No café da manhã, a bisnaga de mel na mesa desperta minha atenção ainda turva pelo sono. Ah, o mel! Esse alimento, produzido naturalmente pelas abelhas e roubado pelos humanos desde tempos muito antigos, concentra propriedades nutricionais e curativas tão maravilhosas quanto seu próprio processo de produção. Mel, própolis, geleia real, cera... Abelhas são insetos utilíssimos, pelo que criam em suas colmeias. E são ainda mais vitais pelo que fazem na busca do néctar das flores, quando levam o pólen de uma flor a outra, promovendo a polinização e a posterior frutificação. Pois é, um bom mel de flor de laranjeira deixa em seu rastro a própria existência da laranja. Pode haver inseto mais adorável?
Aperto a bisnaga de mel sobre uma fatia de pão. Cheiro bom, gosto melhor ainda. O rótulo fala de uma tradição familiar de mais de 80 anos. Várias gerações envolvidas no cultivo do mel e, vale dizer, sustentadas pelas abelhas. O mundo consome mel há milênios. No Brasil, o Rio Grande do Sul é um destacado produtor. Junto com a bergamota, o mel compõe o dourado solar presente em bancas de beira de estrada e feiras, justamente quando o Sol se enfraquece pelas brumas do inverno. Não somente os gaúchos, todos os humanos mundo afora deveriam agradecer todo dia às abelhas, tê-las como sagradas.

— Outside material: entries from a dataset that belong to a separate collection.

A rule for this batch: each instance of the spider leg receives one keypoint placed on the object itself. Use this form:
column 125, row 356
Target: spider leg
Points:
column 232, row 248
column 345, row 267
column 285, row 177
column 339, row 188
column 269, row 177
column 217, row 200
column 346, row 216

O mel já estava em minha mente, embora latente, até ser despertado no café pela bisnaga na mesa. É que, dias atrás, fui surpreendido por um motorista de aplicativo que começou a cantarolar, acompanhado o som quase inaudível do rádio, a canção Mel, do repertório de Maria Bathânia. Parecendo feliz, ele sussurrava: “Ó abelha rainha / Faz de mim / Um instrumento de teu prazer / Sim, e de tua tua glória”. Quando identifiquei a canção, tive ganas de interagir, por também gostar da música, mas, principalmente, por aquela pequena epifania de ver um motorista, de quem esperamos certa distância supostamente respeitosa, entregar-se a uma cantoria discreta ao volante. Mas me calei. A cena era deliciosa demais para eu interferir.

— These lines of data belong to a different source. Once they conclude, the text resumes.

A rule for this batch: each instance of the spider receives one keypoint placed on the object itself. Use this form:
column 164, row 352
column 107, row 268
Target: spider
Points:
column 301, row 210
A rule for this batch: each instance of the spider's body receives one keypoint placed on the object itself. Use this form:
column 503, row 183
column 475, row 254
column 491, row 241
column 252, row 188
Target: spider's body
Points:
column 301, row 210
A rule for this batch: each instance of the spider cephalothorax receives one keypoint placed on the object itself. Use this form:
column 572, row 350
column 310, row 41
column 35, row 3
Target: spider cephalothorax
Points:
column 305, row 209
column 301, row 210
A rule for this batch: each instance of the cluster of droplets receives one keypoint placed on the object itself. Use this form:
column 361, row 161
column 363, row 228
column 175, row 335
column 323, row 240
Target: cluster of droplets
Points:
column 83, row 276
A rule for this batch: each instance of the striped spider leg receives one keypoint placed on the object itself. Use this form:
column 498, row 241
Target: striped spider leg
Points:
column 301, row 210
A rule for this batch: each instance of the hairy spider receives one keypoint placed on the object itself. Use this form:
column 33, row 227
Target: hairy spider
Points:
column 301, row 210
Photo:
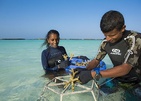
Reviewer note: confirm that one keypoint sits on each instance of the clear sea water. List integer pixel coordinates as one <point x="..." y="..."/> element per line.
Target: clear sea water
<point x="21" y="73"/>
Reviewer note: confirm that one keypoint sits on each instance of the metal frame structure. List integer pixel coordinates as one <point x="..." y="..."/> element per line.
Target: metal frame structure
<point x="53" y="83"/>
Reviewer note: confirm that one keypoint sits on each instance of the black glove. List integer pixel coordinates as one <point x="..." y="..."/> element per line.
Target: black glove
<point x="84" y="76"/>
<point x="63" y="64"/>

Quando desci do carro, fiz questão de acrescentar uma gorjeta ao homem que adoçou e iluminou, em dose pequena mas potente, a minha manhã. Ele nem ficou sabendo, mas eu, sim, sabia do que recebera. Devo ter cantarolado Mel naquele dia, nos momentos de distração: “Pois se é noite de completa escuridão / Provo do favo do teu mel / Cavo a direta claridade do céu / E agarro o Sol com a mão”. A letra exalta a própria Bethânia, a quem o poeta Waly Salomão dedicou tais versos, musicados pelo leonino Caetano Veloso. É uma canção solar, como o mel, associado a Leão. Contudo, numa colmeia, tirando o papel centralizador e único da abelha rainha, a população quase toda será operária, encarregada de fazer funcionar perfeitamente o sistema inteiro. E aqui entra a energia do signo de Virgem.
Enquanto mastigo outra fatia de pão com mel, encerro meu rito alimentar matinal pensando nas abelhas operárias e, destas, passo para essa gente toda que carrega nas costas o doce da vida, sem que sequer provem dele. Penso no motorista de aplicativo e nas novas e precárias relações de trabalho. Penso na reinante ênfase nos resultados a desprezar as etapas vitais de produção, como se o suprassumo do lucro apagasse os andaimes que o sustentam. E penso no tão noticiado desaparecimento das abelhas. Porque não vai faltar somente o mel na mesa — vão faltar frutas, vai faltar vida. Lavo a louça, agarrado à doce esperança de ver a razão se derramar sobre a humanidade.